1785
ENGLISH POETRY 1579-1830: SPENSER AND THE TRADITION

Written amidst the Ruins of Broomholm Priory in Norfolk.

Fugitive Pieces.

Henry Headley


A descriptive ode in the manner of Henry Headley's friend Thomas Warton: "Fancy, still fond, presents the long-drawn aile, | And feels the brooding Genius of the pile; | Her magic spell th' emblazon'd arms supplies, | And gives the gorgeous pane a thousand dyes." The concluding lines on music echo Milton's Il Penseroso. The volume was published anonymously; the version appearing in Headley's Poems (1786) is considerably revised.

To the Reader: "The following Miscellaneous Pieces, many of which have been before made public at different times, through different channels, and under various signatures (the Invocation to Health excepted), were all written at the age of nineteen, without assistance from friends or from scholars: the indulgence, therefore, of the candid is earnestly hoped for, though unsolicited by vague excuse, or feigned diffidence.
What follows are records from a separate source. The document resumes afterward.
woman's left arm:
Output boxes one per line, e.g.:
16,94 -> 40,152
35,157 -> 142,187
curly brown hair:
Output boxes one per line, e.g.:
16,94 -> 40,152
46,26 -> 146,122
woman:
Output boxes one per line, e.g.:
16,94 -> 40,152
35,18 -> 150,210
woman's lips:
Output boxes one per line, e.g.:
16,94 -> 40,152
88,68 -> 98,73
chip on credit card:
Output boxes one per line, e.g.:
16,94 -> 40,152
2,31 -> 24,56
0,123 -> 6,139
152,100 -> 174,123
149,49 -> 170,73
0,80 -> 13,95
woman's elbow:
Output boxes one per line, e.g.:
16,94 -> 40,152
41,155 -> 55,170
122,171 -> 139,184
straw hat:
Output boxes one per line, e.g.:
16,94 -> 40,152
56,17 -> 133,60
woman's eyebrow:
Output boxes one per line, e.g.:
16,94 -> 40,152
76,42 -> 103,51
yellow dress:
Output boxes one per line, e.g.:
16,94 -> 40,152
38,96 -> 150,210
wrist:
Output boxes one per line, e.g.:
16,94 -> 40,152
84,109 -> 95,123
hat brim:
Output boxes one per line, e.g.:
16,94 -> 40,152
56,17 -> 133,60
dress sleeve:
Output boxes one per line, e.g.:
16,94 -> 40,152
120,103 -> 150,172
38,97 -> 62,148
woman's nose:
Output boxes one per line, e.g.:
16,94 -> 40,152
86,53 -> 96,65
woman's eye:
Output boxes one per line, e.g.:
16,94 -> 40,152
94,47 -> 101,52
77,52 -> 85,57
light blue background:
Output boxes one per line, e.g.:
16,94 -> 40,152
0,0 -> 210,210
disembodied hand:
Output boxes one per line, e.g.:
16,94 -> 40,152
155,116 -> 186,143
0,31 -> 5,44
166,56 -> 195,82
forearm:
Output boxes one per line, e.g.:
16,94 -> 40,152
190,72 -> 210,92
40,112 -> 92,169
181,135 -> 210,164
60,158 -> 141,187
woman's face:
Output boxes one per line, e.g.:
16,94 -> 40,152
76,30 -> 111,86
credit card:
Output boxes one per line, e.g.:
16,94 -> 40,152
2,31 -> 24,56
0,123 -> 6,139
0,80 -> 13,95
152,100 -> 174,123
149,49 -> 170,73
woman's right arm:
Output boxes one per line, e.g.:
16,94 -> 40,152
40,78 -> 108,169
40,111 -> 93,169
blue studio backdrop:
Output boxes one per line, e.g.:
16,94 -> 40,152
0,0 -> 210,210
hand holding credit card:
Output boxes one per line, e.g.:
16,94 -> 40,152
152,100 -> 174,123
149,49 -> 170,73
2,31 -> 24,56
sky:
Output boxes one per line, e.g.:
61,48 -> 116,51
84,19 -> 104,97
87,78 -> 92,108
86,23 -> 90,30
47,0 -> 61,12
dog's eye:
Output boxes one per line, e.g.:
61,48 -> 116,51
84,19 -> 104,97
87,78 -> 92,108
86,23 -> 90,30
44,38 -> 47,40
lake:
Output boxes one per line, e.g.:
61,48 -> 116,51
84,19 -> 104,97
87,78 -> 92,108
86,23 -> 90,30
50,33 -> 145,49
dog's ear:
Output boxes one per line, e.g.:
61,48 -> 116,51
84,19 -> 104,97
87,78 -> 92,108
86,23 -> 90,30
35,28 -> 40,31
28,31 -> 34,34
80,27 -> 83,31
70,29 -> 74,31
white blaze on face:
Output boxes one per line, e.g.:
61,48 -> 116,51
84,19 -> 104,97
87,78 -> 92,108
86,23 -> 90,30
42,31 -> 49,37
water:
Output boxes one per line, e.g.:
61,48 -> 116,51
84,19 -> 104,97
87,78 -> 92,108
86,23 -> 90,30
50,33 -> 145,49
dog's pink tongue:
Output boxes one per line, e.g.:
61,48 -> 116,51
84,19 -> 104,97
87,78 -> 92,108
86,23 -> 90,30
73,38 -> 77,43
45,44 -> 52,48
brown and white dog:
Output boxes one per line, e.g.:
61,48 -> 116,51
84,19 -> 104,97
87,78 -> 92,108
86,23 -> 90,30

Few books that are not immoral are totally useless; for the diversion of opposite capacities different materials must be had recourse to; the erudition of one man's mind, the perverseness of another's, and the stupidity of a third's, have each their separate demands. Let him, therefore, who judges with rigour remember, that to publications of this kind, the man of genius is indebted for his toil, the illiterate for his amusement, and even the critic for his bread" iii.

Gentleman's Magazine: "his works are entitled to considerable praise. His thoughts are, in general, poetical, original, and just; and, in our opinion, he possesses talents which time and application may mature into excellence. To direct his studies, and to correct his taste, Mr. Headley cannot have a more valuable friend than the learned, ingenious, and respectable character [Samuel Parr] to whom the poems are dedicated" 56 (May 1786) 413.

"Edgar": "The various objects which the appearance of the University of Oxford presented, could not fail to produce a powerful effect on his imagination. The delightful gardens and public walks; the various seats of learning and piety, where heroes had been taught the lessons of honour and virtue, sages had planned their systems of philosophy, and poets had indulged their flights of fancy — the survey of the gothic battlements and lofty towers 'mantled with the moss of time' — the crisped roofs, the clustered columns, and the mellow gloom of the painted windows, were all objects so closely connected with the study of the by-gone times, as to give a deep tincture to his mind; they were perfectly congenial with his taste, and contributed to mature and refine it" Mirror of Literature, Amusement, and Instruction 3 (28 February 1824) 133-34.

David Fairer: "The clearest example of a Wartonian 'ruin' poem, and one directly indebted to the much-imitated Vale-Royal ode, is Headley's 'Written amidst the ruins of Broomholm Priory, in Norfolk' ... As in other Wartonian poems of this type, the scene soon comes to life, as hims imagination brings the coloured glass back to the windows and rebuilds the tombs" "Wordsworth and the School of Warton" in Ribeiro and Basker, eds, Tradition in Transition (1996) 328.



Broomholm, thy vaulted roofs and towers sublime
Yield to the gradual touch of silent Time,
Whose sable stole in dusky mantlings spread,
Veils the fair prospect of thy once-fam'd head;
His robe, full quaint with moss, at random thrown,
Proudly o'erspreads this mansion for his own.
As from the view at late decline of day
Th' expanded lanscape slowly fades away;
Thy beauty thus but dimly now appears,
Thro' the dark backward of a thousand years.
O'er the cold limbs that ever mouldering lie
Beneath the Winter's wind and summer sky,
By the wan moon-beam oft the Bird of Night
Lengthens her feral note, and wings her flight,
The foul bat, rous'd at eve's ill-omen'd hour
Flits from the lonely nook and rugged tower.
What tho' in vain with curious eye we trace
The tarnish'd pourtrait of the sacred place;
With eye profane its fading tints explore,
That mark the features of the days of yore,
And fain would eager snatch from ruffian Time
The hoary fragment of a monkish rhyme:
What tho' no more at early dawn of day,
Eve's lonely hour, or twilight's trembling ray,
With ken full blithe the mariner espies
Thy glittering domes and massy towers arise,
Far from the dizzy mast he looks in vain,
And longs to view his native shore again.
What 'tho' no scanty path we here descry,
To chear with foot of man the sick'ning eye,
Rough from the grasp of age, thy walls deride
The slighter symmetry of modern pride,
Fancy, still fond, presents the long-drawn aile,
And feels the brooding Genius of the pile;
Her magic spell th' emblazon'd arms supplies,
And gives the gorgeous pane a thousand dyes;
Rebuilds the tottering tomb of many a knight
With burnish'd helm and ponderous spear bedight:
Still the damp shrines a grateful awe inspire,
Pale burn the lamps, and rapt th' attentive choir,
Still the loud organ's peal I seem to hear
That wakes the slumb'ring soul, and fills the ravish'd ear.